Inference is what turns a sample into a decision. Level I is usually not asking whether you can memorize a long test catalog. It is asking whether you understand the decision structure: what is being tested, what evidence you observed, and what conclusion the evidence actually supports.
A sample mean is not the population mean. It is an estimate, and the exam wants you to respect the uncertainty around that estimate.
A common building block is the standard error:
$$ SE = \frac{s}{\sqrt{n}} $$
The interpretation matters more than the formula itself. Larger samples usually shrink sampling uncertainty. More uncertainty means a wider confidence interval and a weaker basis for sharp conclusions.

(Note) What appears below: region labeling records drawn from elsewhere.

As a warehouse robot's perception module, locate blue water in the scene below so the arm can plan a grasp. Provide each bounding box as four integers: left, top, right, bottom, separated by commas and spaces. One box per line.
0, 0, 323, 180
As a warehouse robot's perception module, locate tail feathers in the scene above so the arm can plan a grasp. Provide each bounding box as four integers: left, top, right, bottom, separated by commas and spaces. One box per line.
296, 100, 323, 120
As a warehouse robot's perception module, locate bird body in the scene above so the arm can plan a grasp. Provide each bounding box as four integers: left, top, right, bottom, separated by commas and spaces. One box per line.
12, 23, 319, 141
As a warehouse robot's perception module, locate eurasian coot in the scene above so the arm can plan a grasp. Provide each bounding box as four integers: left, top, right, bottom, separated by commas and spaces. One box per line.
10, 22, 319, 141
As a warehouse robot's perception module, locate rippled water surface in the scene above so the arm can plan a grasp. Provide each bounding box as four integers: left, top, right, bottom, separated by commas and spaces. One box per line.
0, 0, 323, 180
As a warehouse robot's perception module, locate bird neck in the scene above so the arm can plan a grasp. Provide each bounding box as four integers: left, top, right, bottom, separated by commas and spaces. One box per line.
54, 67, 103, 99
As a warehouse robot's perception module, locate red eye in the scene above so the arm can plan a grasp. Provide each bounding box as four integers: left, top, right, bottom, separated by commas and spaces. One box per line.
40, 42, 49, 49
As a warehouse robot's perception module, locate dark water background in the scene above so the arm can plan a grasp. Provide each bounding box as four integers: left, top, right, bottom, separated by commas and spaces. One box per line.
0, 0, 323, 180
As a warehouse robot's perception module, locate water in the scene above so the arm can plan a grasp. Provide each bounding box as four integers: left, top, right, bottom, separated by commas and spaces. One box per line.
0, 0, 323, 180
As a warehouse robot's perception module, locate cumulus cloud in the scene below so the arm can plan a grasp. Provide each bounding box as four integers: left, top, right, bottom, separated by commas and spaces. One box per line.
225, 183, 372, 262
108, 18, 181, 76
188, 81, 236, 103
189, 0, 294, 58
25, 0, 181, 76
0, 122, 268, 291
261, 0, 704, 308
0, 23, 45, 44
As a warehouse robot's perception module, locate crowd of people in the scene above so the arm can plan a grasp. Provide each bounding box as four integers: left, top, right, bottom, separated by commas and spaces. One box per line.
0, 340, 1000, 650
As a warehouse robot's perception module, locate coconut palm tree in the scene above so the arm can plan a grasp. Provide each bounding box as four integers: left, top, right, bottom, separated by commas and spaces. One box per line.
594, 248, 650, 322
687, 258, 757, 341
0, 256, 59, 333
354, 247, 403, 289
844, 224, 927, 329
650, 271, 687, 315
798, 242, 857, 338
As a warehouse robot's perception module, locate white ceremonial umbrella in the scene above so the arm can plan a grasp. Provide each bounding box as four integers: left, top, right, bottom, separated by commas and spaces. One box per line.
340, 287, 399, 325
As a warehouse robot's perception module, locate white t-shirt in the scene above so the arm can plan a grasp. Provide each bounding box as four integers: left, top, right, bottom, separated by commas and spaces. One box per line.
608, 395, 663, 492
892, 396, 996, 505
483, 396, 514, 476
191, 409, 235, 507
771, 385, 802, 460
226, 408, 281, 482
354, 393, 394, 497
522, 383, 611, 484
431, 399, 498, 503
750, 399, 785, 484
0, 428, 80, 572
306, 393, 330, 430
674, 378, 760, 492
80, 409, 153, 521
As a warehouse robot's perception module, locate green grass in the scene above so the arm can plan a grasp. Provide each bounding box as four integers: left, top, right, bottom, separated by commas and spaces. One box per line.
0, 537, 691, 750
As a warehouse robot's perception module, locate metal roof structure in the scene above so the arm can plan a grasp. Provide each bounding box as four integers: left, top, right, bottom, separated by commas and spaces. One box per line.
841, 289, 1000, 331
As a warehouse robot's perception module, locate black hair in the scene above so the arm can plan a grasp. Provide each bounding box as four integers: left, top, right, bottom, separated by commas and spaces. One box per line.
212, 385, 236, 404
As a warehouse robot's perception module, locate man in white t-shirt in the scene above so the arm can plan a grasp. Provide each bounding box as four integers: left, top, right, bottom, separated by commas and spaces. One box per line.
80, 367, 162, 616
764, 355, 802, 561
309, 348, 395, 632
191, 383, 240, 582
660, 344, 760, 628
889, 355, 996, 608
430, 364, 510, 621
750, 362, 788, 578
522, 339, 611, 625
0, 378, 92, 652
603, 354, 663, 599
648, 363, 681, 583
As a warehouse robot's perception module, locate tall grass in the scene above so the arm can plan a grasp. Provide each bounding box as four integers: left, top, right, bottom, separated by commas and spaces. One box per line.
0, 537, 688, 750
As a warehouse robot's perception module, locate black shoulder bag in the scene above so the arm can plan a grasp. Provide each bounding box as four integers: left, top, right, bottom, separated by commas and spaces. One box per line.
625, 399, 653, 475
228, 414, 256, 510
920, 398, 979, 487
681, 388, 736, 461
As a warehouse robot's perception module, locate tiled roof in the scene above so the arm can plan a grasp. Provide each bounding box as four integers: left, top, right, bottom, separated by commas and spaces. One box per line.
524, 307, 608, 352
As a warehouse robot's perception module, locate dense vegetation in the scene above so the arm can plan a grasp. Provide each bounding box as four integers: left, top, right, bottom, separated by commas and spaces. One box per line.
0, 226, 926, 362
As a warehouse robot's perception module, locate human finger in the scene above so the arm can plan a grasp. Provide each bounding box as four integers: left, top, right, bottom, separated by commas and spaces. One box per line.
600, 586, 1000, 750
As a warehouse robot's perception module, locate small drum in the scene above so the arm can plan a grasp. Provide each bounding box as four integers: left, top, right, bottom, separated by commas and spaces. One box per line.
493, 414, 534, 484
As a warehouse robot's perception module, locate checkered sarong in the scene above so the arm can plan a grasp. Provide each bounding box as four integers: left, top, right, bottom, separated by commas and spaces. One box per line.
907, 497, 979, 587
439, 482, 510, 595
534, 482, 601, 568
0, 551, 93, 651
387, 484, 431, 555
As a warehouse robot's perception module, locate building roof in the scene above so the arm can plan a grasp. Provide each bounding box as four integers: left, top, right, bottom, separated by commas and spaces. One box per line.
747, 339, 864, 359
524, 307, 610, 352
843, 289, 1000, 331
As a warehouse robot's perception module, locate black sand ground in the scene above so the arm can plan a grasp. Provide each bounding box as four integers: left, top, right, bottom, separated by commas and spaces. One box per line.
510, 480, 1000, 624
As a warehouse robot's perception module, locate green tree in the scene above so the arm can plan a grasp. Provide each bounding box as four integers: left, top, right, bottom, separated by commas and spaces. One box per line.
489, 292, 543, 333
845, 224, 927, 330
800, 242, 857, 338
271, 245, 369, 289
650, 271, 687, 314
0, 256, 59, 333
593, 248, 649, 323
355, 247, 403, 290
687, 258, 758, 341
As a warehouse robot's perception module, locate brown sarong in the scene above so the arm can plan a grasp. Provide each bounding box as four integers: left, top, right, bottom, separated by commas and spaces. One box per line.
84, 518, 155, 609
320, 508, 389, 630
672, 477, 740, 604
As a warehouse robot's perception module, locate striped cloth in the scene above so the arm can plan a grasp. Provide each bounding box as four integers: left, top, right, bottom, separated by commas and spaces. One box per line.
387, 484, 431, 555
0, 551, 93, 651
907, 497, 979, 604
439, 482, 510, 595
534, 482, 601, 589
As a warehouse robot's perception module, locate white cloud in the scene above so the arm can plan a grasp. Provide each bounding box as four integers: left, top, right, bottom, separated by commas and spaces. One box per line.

| Piece | What it means | Frequent trap |
|---|---|---|
| Null hypothesis | The baseline claim being challenged | Treating it as the claim you want to prove true |
| Alternative hypothesis | The competing claim | Forgetting the direction in one-tailed tests |
| Significance level | The tolerated Type I error rate | Calling it the probability the null is true |
| p-value | Evidence against the null under the null assumption | Reading it as the probability the null is correct |
| Type I error | Rejecting a true null | Confusing it with power |
| Type II error | Failing to reject a false null | Treating “fail to reject” as “accept” |
The test statistic logic is conceptually simple:
$$ \text{test statistic} = \frac{\text{estimate} - \text{hypothesized value}}{SE} $$
You compare observed evidence against a threshold. If the evidence is strong enough, you reject the null. If it is not, you fail to reject. That wording matters. Level I often penalizes candidates who overstate the conclusion.
When the curriculum moves into parametric and non-parametric tests of independence, the exam is usually asking whether two variables move together in a statistically meaningful way or whether category membership appears related across groups.
The important habit is to identify the data structure first:
Suppose an analyst tests whether a manager’s mean excess return is greater than zero. The p-value is larger than the chosen significance level. A weak candidate says the manager has no skill. A stronger candidate says the sample did not provide enough evidence to reject the null at that significance level.
That is the Level I habit: draw the conclusion the evidence supports, not the conclusion you wish the test had proven.
A test result is not statistically significant at the 5% level. Which interpretation is strongest?
Best answer: The sample does not provide enough evidence to reject the null hypothesis at the 5% significance level.
Why: Level I routinely tests the language of inference. “Fail to reject” is deliberately weaker than “accept.”